Advogados também afirmam que a IN extrapola a MP 783 ao vedar totalmente a inclusão de débitos oriundos de auto de infração com multa qualificada (150%) por fraude, conluio ou sonegação. Segundo a MP, a vedação para esses casos só se aplica quando houver decisão administrativa definitiva. “Quem for autuado por incluir tais valores deverá procurar a Justiça para ser afastada a restrição, que fere o princípio da legalidade”, diz Leo Lopes, do WFaria Advogados.

Ele ainda destaca que nem a MP nem a instrução normativa explicam como serão tratados os depósitos judiciais. Há dúvida no mercado se a conversão dos depósitos em renda só será feita após a aplicação das reduções sobre a dívida a ser incluída no Refis. “Se a conversão dos depósitos for feita antes de aplicados os descontos, pode não valer a pena aderir ao programa”, afirma.

Já a advogada Valdirene Lopes Franhani, do Braga & Moreno Consultores e Advogados, alerta sobre a vedação da inclusão de tributos do Simples Nacional, Simples Doméstico e do regime especial tributário de patrimônio de afetação das incorporadoras no programa. “Essas vedações não constam na MP. É uma falácia dizer que todos os débitos entram no Pert”, diz.

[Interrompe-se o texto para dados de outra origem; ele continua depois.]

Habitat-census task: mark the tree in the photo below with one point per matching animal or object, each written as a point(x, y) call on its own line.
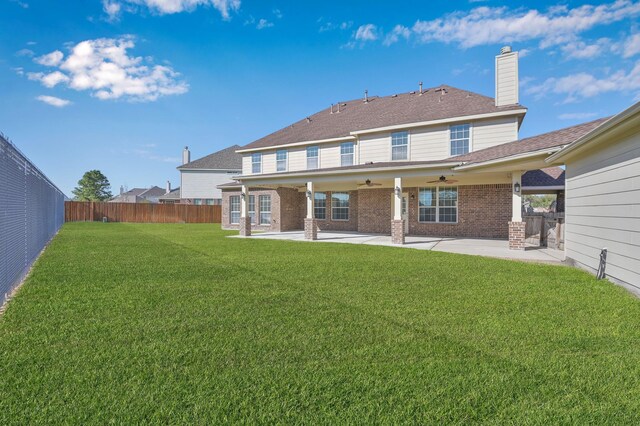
point(94, 186)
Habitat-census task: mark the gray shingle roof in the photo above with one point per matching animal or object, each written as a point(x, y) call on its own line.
point(549, 176)
point(226, 159)
point(535, 143)
point(434, 104)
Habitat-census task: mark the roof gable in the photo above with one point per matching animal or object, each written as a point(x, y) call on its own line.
point(436, 103)
point(226, 159)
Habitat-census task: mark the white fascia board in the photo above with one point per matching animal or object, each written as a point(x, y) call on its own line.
point(630, 113)
point(319, 141)
point(523, 156)
point(541, 188)
point(319, 172)
point(183, 169)
point(442, 121)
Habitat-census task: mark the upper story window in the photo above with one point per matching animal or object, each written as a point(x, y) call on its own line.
point(400, 146)
point(346, 154)
point(281, 160)
point(256, 163)
point(312, 158)
point(459, 136)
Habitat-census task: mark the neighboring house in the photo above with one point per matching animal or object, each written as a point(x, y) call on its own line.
point(139, 195)
point(441, 161)
point(603, 197)
point(199, 179)
point(171, 197)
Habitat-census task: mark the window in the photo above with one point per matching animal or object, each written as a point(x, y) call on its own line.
point(234, 208)
point(346, 154)
point(438, 204)
point(340, 206)
point(281, 160)
point(459, 136)
point(265, 209)
point(256, 163)
point(400, 146)
point(320, 205)
point(252, 209)
point(312, 158)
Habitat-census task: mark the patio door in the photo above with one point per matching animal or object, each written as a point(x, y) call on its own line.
point(404, 210)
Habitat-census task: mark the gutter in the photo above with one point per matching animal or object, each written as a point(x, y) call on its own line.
point(522, 156)
point(442, 121)
point(319, 172)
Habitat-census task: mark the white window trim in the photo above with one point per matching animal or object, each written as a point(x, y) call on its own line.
point(286, 161)
point(348, 208)
point(353, 154)
point(252, 163)
point(306, 157)
point(437, 207)
point(408, 145)
point(259, 210)
point(470, 136)
point(325, 205)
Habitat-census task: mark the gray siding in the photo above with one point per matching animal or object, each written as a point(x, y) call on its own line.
point(603, 208)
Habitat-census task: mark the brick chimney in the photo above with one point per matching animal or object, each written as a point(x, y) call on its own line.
point(506, 77)
point(186, 155)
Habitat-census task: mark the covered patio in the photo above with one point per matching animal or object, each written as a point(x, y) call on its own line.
point(470, 246)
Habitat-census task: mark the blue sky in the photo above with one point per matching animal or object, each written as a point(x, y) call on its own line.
point(123, 85)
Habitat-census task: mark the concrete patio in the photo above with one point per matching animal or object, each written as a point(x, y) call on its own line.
point(477, 247)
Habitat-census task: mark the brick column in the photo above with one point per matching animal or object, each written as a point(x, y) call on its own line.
point(245, 226)
point(397, 231)
point(516, 235)
point(310, 229)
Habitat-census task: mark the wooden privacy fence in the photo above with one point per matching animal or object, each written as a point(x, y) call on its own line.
point(87, 211)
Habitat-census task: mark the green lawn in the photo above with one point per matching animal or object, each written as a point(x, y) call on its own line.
point(124, 323)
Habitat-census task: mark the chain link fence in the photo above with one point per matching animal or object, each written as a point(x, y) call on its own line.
point(31, 212)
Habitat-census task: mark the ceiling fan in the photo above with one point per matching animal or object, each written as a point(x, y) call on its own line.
point(369, 183)
point(443, 179)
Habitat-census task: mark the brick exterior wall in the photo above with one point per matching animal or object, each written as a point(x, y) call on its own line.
point(374, 206)
point(517, 235)
point(484, 211)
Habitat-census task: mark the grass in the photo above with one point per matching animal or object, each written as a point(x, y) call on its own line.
point(124, 323)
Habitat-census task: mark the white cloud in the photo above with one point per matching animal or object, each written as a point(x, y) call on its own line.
point(368, 32)
point(49, 80)
point(164, 7)
point(53, 101)
point(103, 67)
point(25, 52)
point(577, 115)
point(395, 35)
point(492, 25)
point(584, 85)
point(50, 59)
point(580, 50)
point(263, 23)
point(112, 8)
point(631, 46)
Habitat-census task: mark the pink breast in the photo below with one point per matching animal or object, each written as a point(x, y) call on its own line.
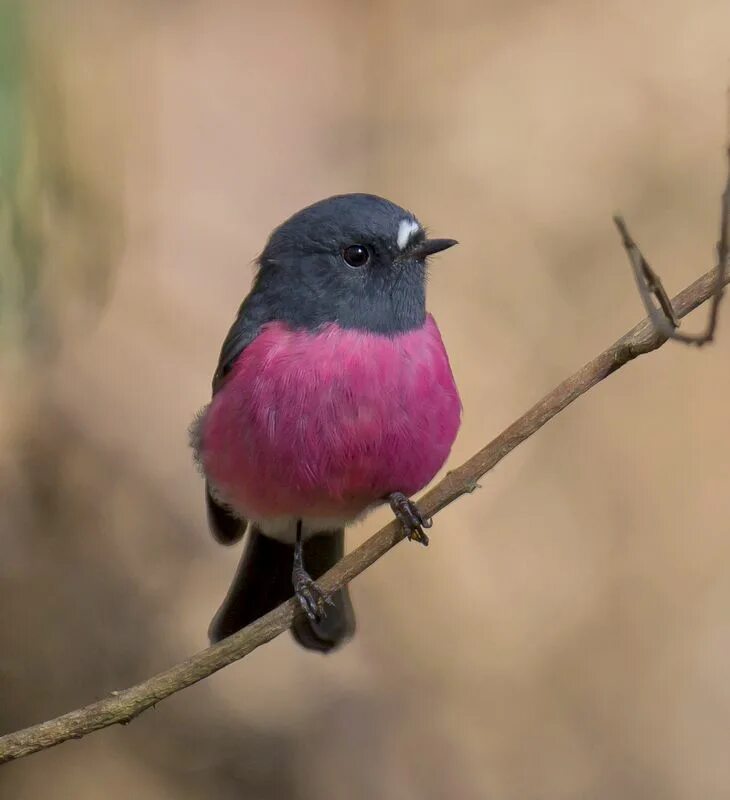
point(326, 423)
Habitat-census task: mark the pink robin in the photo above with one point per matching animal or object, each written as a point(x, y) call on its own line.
point(333, 394)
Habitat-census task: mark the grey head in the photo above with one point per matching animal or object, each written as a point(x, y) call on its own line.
point(357, 260)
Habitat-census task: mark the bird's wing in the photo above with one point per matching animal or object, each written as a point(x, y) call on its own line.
point(226, 527)
point(244, 330)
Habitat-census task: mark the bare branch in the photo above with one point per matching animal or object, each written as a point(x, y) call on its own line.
point(650, 284)
point(648, 335)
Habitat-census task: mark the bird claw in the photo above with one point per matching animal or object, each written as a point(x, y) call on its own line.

Por outro lado, a advogada Valéria Zotelli, do Miguel Neto Advogados, comemora. “A IN estabelece que quem aderiu ao parcelamento da Medida Provisória nº 766 e deixou de pagar alguma parcela, pode incluir o débito restante no novo Refis”, diz. A MP não foi convertida em lei no prazo, mas vedava a migração.

De acordo com a instrução normativa, a adesão ao Pert será possível de 3 de julho até 31 de agosto. (Colaborou Lucas Marchesini, de Brasília)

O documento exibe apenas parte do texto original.